Стратегия отказа имеет свою цену и последствия. Освобождение всадником цветаевских птиц из клетки, которое описывается в предисловии к поэме, может быть прочитано как символическое развеивание ее ложных мечтаний, предвестие скорого будущего: «Всех птиц моих – на свободу / Пускал». Страшноватая ирония здесь, конечно, в том, что предполагаемые «заблуждения» Цветаевой (любовь, брак, материнство и проч.) – это явления, которые принадлежат реальному миру, тогда как «спасение», которое предлагает всадник, есть плод ее поэтического воображения. Следовательно, возникает вопрос: что она понимает под уничтожением таких, как кажется, позитивных ценностей; неужели она действительно отстаивает разрушение, убийство, вечное проклятие? Ответ, который она предлагает нам принять, это, собственно, уход от вопроса, поскольку в поэме поэтический язык непреклонно отсылает за свои пределы, то есть имеет характер аллегории, типологии, метафоры, метонимии или символа, но никогда не чисто буквального значения. Иными словами, «убийства», которые провоцирует всадник на красном коне, следует понимать в фигуральном смысле; читателю, однако, трудно достигнуть необходимого переворота восприятия потому, что буквальные значения легко обнаруживаются у каждого в опыте детства, любви, родительского чувства, веры. Кроме того, есть соблазн связать травматичные события цветаевской поэмы с биографическими обстоятельствами ее собственной жизни (неудачные влюбленности, смерть от голода дочери Ирины и проч.).
Что же касается фигуральных значений, то они, напротив, сокровенны, скрыты от непосредственного восприятия многосложностью субъективной ассоциативной поэтики Цветаевой и поэтому почти не прочитываются; пожалуй, единственный надежный путь к ним – через поэтическую логику интертекстуальности. Интерпретатору поэмы необходимо удерживаться от эмоциональной реакции, вызываемой буквальным прочтением описанных в ней сцен, и настроиться на поиск фигурального смысла текста. Поэма «На Красном Коне» вовлекает читателя в сотворчество[128]
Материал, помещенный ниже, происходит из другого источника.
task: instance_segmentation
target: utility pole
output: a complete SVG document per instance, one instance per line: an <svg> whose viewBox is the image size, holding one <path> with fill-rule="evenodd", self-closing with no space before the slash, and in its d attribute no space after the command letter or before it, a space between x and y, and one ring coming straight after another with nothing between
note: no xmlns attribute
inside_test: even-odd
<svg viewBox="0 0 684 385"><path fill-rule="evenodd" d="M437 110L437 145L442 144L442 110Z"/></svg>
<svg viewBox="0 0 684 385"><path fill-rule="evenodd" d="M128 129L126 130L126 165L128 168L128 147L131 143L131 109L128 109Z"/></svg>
. Как героиня поэмы по своей свободной воле соглашается на то, чтобы разные объекты ее любви были уничтожены, так и читатель поэмы вовлекается в эти акты. Читатель поэмы также вовлечен в «освобождение любви»: преодолевая в усилии понимания разрыв между буквальной и поэтической речью, читатель отвергает человеческие смыслы поэмы, утверждая ее символическое значение. Таким образом, сам акт чтения, интерпретации повторяет те черты поэмы, с которыми сложнее всего смириться. Возможно, именно необходимость этого сотворческого подвига для интерпретации поэмы стала причиной того, что у многих критиков поэма вызывала реакцию крайнего дискомфорта.